Unpleasant, sometimes icy, but inevitable and – if you look honestly – necessary. It is this thought, clothed in atmospheric dark pop, that the Toronto performer Sophie Tex offers in her debut single “Broken Promises. “Released on April 24 on the Flatcar Records label, the track puts Sophie in a row with the future of dark pop.

Behind the production stands JUNO laureate Ron Lopata, which is felt in the details: the track breathes with muffled drums, viscous synths and empty space between them. The atmosphere “dark” – it stretches like night fog, leaving in the sound a little unsaidness. Against this background, Sophie’s voice is warm, fragile, as if recorded in a half-whisper. It dissolves in the arrangement, holding the listener on the edge between cold and vulnerability. Being an art school student, she constructs emotion with surgical precision. She talks about “distance” that arises between people not physically, but in time. “This feeling of growing up and distancing, when you involuntarily return to those promises that were given, and to what you will never be able to experience together,” shares Sophie.
It is in this “never” that the main magic of the track is hidden: bright sadness and liberation.

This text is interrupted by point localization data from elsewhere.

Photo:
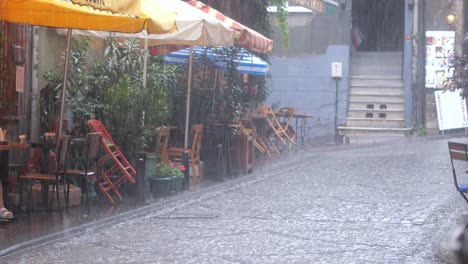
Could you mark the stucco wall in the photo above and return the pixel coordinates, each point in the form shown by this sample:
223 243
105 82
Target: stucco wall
301 77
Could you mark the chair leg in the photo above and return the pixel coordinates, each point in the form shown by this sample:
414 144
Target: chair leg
200 170
194 171
66 194
464 196
21 194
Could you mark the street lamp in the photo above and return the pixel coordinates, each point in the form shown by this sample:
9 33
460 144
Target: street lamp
450 19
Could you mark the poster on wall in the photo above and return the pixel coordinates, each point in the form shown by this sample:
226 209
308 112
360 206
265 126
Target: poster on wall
451 110
440 46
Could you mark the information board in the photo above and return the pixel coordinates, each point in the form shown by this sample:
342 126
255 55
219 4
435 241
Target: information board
451 110
440 47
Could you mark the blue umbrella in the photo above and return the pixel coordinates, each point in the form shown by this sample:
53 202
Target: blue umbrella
244 61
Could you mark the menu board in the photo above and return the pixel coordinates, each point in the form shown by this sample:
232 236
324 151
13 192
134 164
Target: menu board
440 46
451 110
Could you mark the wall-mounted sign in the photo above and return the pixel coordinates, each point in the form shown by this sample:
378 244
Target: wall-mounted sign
19 85
116 6
451 110
440 46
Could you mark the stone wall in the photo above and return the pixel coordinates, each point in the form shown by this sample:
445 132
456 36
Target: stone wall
300 76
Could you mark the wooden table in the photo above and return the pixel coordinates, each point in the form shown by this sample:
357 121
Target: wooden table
4 164
301 120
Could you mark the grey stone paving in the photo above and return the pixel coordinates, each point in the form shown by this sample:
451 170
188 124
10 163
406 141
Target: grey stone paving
388 203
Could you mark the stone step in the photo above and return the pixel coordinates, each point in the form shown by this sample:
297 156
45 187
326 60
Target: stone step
375 71
369 113
376 122
371 138
377 91
377 54
376 82
373 130
377 106
359 135
375 99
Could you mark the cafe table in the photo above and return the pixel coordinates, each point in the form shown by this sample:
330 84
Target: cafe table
5 148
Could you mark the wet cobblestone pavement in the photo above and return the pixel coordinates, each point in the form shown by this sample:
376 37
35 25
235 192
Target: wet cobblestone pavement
387 203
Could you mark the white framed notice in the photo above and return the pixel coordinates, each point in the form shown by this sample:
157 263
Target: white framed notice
451 110
440 46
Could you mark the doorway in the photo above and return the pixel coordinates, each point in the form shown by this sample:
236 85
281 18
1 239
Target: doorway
381 23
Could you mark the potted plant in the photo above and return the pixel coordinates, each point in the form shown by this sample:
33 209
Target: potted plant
176 173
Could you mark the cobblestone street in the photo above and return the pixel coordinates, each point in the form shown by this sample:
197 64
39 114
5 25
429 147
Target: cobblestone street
386 203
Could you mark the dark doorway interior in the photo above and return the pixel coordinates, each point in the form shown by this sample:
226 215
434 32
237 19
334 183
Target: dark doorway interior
381 23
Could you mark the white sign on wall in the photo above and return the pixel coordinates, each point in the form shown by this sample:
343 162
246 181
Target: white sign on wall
451 110
440 46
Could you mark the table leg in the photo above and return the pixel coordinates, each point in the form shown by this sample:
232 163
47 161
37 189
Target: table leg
4 159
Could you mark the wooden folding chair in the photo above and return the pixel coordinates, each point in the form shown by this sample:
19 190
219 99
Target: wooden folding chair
90 166
175 154
49 178
285 117
249 128
275 132
162 143
459 152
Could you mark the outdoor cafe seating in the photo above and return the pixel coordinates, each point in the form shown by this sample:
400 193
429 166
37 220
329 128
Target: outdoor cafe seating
175 153
45 178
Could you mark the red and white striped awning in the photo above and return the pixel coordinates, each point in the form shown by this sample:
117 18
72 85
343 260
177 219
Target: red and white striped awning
245 37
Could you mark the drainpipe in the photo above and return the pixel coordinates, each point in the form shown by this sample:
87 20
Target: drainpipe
25 116
420 85
414 63
35 115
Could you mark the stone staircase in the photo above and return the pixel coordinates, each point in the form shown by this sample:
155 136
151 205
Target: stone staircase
376 98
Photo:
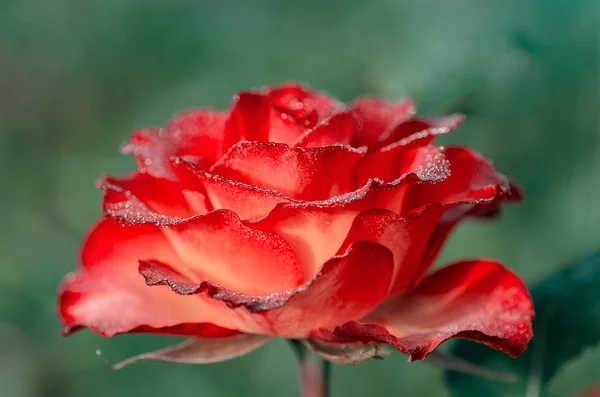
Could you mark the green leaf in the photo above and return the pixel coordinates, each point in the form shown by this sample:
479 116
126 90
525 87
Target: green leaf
567 322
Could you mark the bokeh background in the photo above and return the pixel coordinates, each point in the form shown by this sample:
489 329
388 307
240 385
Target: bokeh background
77 76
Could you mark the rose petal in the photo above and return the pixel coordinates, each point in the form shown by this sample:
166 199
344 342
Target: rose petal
306 106
123 196
473 179
107 295
247 201
377 116
339 129
196 134
346 287
418 132
407 238
201 351
477 300
280 114
429 162
351 354
452 216
300 173
316 230
219 247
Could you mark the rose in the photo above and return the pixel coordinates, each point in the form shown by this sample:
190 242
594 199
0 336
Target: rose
294 216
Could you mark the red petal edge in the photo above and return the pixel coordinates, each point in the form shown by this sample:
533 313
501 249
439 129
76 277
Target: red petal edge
476 300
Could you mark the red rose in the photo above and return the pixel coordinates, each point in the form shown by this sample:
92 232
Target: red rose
293 215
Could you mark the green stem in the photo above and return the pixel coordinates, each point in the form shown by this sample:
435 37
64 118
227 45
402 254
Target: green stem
314 372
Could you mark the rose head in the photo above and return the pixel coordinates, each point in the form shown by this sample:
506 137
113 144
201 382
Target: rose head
292 215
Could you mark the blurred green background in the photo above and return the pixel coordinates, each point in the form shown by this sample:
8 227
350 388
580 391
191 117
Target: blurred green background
77 76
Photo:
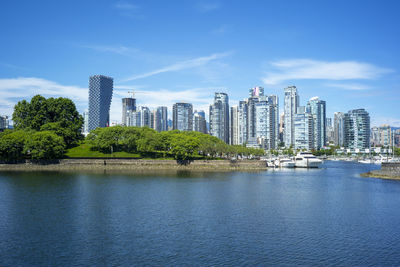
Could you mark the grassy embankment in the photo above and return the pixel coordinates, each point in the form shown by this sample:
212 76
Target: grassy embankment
84 151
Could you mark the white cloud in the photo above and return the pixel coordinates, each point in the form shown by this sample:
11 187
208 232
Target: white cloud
208 6
349 86
222 29
16 89
297 69
378 121
117 49
125 6
187 64
201 98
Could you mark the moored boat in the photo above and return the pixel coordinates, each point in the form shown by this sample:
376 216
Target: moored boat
306 160
284 163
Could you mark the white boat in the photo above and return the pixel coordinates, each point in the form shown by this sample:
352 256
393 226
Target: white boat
366 161
306 160
284 163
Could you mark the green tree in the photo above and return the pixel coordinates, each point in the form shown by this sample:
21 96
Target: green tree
58 115
12 145
44 145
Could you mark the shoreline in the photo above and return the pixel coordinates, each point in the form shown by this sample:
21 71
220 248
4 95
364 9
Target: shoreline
135 165
388 171
381 175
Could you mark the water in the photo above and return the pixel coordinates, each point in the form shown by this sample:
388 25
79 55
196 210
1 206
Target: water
328 216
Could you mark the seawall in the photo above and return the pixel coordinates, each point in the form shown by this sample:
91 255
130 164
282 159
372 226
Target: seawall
388 171
100 165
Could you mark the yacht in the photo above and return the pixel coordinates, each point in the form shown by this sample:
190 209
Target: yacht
306 160
284 163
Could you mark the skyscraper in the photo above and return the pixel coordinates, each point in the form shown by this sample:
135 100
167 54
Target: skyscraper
199 121
251 116
267 122
128 105
133 118
243 122
234 126
357 129
3 123
182 117
100 94
256 91
317 108
339 128
330 133
145 117
219 117
85 122
304 129
161 119
291 102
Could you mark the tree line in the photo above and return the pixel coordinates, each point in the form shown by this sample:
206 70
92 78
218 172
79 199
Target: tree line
46 128
177 144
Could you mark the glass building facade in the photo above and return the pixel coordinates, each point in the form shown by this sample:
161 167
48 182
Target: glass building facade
100 95
219 117
128 105
357 129
182 117
291 102
317 108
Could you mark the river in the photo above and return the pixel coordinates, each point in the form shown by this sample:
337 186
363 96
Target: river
326 216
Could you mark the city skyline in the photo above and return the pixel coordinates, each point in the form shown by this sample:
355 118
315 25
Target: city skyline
205 49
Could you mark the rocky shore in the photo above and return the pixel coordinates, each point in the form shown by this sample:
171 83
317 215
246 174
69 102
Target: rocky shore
135 165
387 171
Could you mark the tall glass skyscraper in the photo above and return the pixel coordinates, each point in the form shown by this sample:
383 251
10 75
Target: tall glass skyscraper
291 102
357 129
304 129
338 122
199 121
317 108
128 105
267 122
243 122
161 119
234 126
100 95
219 117
182 117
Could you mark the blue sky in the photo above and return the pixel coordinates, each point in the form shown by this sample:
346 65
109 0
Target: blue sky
345 52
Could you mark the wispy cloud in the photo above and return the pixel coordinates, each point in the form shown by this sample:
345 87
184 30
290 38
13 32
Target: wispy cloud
222 29
187 64
378 121
11 66
117 49
297 69
127 9
125 6
15 89
208 6
199 97
349 86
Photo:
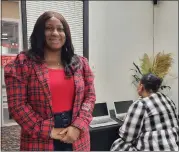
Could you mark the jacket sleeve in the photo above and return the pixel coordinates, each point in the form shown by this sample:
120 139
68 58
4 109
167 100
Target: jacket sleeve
85 114
32 123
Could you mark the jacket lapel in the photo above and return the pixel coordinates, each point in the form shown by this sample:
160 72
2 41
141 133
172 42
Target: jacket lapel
43 77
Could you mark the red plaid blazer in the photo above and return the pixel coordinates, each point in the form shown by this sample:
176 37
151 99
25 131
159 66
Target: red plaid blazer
29 103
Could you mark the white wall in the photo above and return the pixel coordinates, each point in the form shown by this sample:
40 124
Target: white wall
166 38
119 33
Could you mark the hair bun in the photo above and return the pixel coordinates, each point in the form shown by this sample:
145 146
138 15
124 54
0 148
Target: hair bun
153 79
151 82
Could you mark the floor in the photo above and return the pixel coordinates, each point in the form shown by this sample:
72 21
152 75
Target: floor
10 138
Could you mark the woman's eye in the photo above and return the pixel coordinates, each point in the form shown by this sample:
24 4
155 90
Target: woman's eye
49 28
60 29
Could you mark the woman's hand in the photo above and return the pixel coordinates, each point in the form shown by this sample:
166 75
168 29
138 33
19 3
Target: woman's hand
69 134
55 133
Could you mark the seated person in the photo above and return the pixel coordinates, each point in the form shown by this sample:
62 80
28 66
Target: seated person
151 123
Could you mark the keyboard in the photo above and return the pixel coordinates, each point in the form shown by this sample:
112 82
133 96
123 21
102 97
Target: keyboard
102 122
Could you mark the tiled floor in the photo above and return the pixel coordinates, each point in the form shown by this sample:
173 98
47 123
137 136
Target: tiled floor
10 138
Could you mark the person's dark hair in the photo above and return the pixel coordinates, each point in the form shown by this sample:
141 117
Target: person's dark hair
151 82
37 40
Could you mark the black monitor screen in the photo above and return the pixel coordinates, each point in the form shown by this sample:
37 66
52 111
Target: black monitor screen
100 109
122 106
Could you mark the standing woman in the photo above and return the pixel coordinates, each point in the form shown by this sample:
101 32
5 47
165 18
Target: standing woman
50 90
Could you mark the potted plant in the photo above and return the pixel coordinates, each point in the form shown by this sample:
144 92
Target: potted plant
159 65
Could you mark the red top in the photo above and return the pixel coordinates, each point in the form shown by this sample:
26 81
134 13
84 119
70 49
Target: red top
62 90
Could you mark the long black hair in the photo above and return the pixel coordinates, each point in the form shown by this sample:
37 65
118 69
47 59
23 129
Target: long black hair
37 41
151 82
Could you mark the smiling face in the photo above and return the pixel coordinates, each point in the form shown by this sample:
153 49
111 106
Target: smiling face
54 34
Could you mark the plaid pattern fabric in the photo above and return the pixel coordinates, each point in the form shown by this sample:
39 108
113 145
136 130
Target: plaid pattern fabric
151 125
29 103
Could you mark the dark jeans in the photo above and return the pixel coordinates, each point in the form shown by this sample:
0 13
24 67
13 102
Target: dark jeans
62 120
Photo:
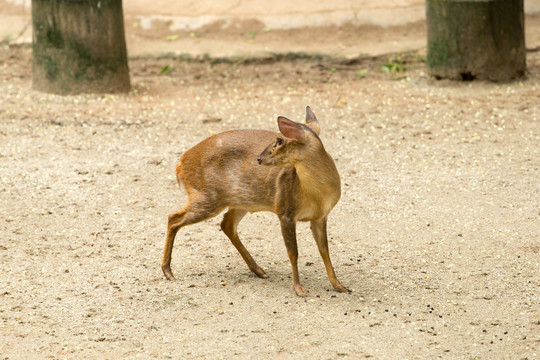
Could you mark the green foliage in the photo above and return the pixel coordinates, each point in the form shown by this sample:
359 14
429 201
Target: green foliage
394 65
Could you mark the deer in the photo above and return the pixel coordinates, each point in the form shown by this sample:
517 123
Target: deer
293 177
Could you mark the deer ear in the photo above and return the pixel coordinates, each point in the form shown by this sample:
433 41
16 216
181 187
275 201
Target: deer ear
291 130
311 121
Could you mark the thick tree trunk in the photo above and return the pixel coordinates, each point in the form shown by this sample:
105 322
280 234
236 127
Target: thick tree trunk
79 46
476 39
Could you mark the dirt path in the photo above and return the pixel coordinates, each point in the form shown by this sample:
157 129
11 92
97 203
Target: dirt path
437 232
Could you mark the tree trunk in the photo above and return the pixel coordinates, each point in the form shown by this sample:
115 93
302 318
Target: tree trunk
79 46
476 39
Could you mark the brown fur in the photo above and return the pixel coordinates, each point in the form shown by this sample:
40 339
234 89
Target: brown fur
300 182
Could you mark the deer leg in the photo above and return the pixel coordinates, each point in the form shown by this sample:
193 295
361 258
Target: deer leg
318 228
229 225
192 213
288 230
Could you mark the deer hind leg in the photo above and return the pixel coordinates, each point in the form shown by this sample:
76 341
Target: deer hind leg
229 225
318 228
192 213
288 230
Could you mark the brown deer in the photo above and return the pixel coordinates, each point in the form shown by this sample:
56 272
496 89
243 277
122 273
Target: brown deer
298 181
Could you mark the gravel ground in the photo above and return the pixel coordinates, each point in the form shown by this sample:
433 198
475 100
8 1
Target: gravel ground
437 232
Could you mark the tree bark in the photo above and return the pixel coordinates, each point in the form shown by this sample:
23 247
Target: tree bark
476 39
79 46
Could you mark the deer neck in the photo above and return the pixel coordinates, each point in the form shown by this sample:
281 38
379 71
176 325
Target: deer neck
319 186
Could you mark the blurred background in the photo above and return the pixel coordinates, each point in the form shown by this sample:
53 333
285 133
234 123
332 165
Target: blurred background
341 28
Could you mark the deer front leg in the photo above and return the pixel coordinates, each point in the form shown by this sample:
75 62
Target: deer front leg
318 228
288 230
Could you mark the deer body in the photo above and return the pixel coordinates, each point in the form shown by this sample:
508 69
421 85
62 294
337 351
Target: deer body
295 178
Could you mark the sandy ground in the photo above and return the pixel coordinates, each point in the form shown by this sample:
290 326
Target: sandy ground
437 232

The song is about the moment when you stop holding on to the past and simply admit: “Yes, it was beautiful, but it’s time for us to move on.” This view of breakup Sophie formulates not alone – Tia Brazda performed as co-author of the lyrics, adding to the story another dimension: a dialogue in which no one remains the same.
Interestingly, the melody was born when Sophie was still a child and sat at the piano. Therefore, childish sincerity shines through the complex, “adult” sound. The combination of fragile vulnerability and rigid, dark edge of sound makes Sophie Tex an artist you want to follow.
“Broken Promises” is the ideal harmony between technical mastery and pure emotion. The melody, invented in childhood, found its form years later. Not all promises are kept – but some still find a way to sound to the end.